Researchers at NCI's Center for Cancer Research (CCR) have discovered a mechanism by which cancer patients' immune systems respond to chemotherapy. The new finding changes the current understanding of how the immune system responds to chemotherapy and could lead to opportunities for new treatments based on enhancing the body's immune response to the disease. The study findings appear in the November 2005 issue of Nature Medicine.
The researchers examined immune recovery in 26 young cancer patients with pediatric sarcomas who received cyclophosphamide-based chemotherapy, which depleted lymphocytes - creating a condition known as lymphopenia. The patients were then infused with their own lymphocytes, which had been frozen and stored before chemotherapy began. Researchers examined the effect of this treatment on the patients' immune recovery with or without recombinant interleukin-2 (IL-2), an agent that has been considered capable of restoring an immune system weakened by chemotherapy.
The researchers reported that the patients who received IL-2 showed a marked increase in suppressor T cells after chemotherapy. "This is a surprising result, since IL-2 has been considered an immune activator, not a suppressor," comments Dr. Crystal L. Mackall, head of CCR's Pediatric Oncology Branch Immunology Section and study co-author.
They also discovered that the suppressor T cells that appeared following chemotherapy and IL-2 were derived from existing T cells. "If a patient with lymphocyte depletion was also depleted of suppressor cells, the immune system would be predicted to be highly reactive - and responsive to antitumor vaccines - and therefore may be better able to fight cancer," Dr. Mackall explains. CCR is planning a new clinical trial to test this approach.
About 10 percent of patients with chronic lymphocytic leukemia (CLL) have mutations in genes for microRNAs, and some of these mutations may be involved in initiating the disease, according to a study in the October 27 New England Journal of Medicine (NEJM).

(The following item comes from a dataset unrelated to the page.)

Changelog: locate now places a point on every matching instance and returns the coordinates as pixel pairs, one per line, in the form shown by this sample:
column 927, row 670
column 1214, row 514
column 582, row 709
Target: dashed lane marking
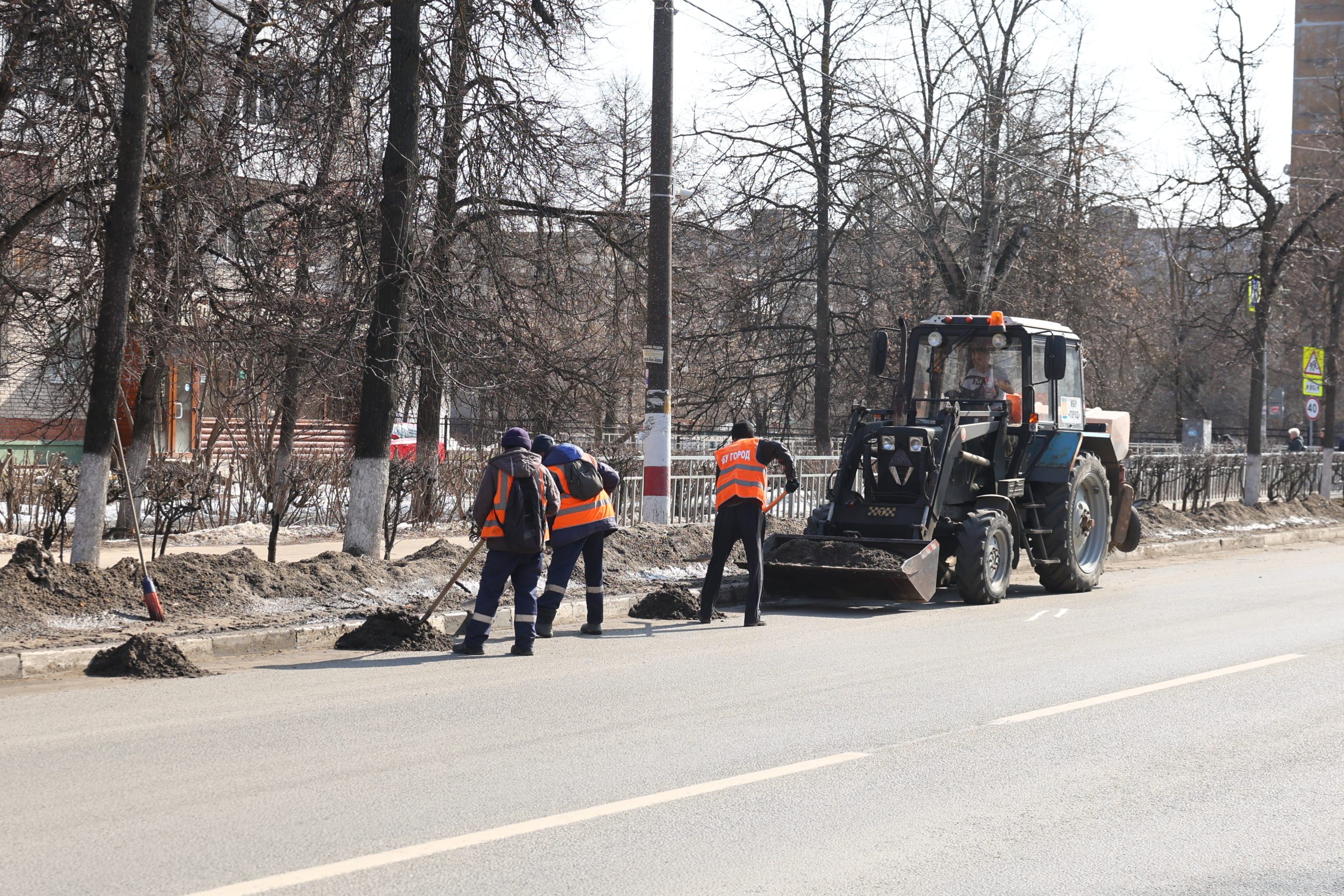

microRNA genes produce small molecules that control the levels of some proteins in cells by degrading or repressing the messenger RNA of these proteins. More than 200 human microRNA genes have been identified, and recent studies have indicated that the genes may play a role in some cancers.
In the new study, Dr. Carlo Croce of the Ohio State University Comprehensive Cancer Center and his colleagues identified 13 micro RNA genes that represent a unique genetic "signature" and could potentially be used to distinguish between the two types of CLL. This distinction is critical because it determines the course of therapy.
The researchers then screened the 13 microRNA genes for mutations using DNA from 75 patients with CLL. They identified mutations in 5 of 42 sequenced microRNAs in 11 patients but found no such mutations in 160 individuals without cancer.
One of the mutations affects two microRNAs, miR15 and miR16; without these microRNAs, cells can become cancerous by producing too much of the protein Bcl-2. In the September 27 Proceedings of the National Academy of Sciences, Dr. Croce's team reported that introducing the missing microRNAs into these tumor cells in the laboratory killed the cells, suggesting a possible strategy for treating the disease.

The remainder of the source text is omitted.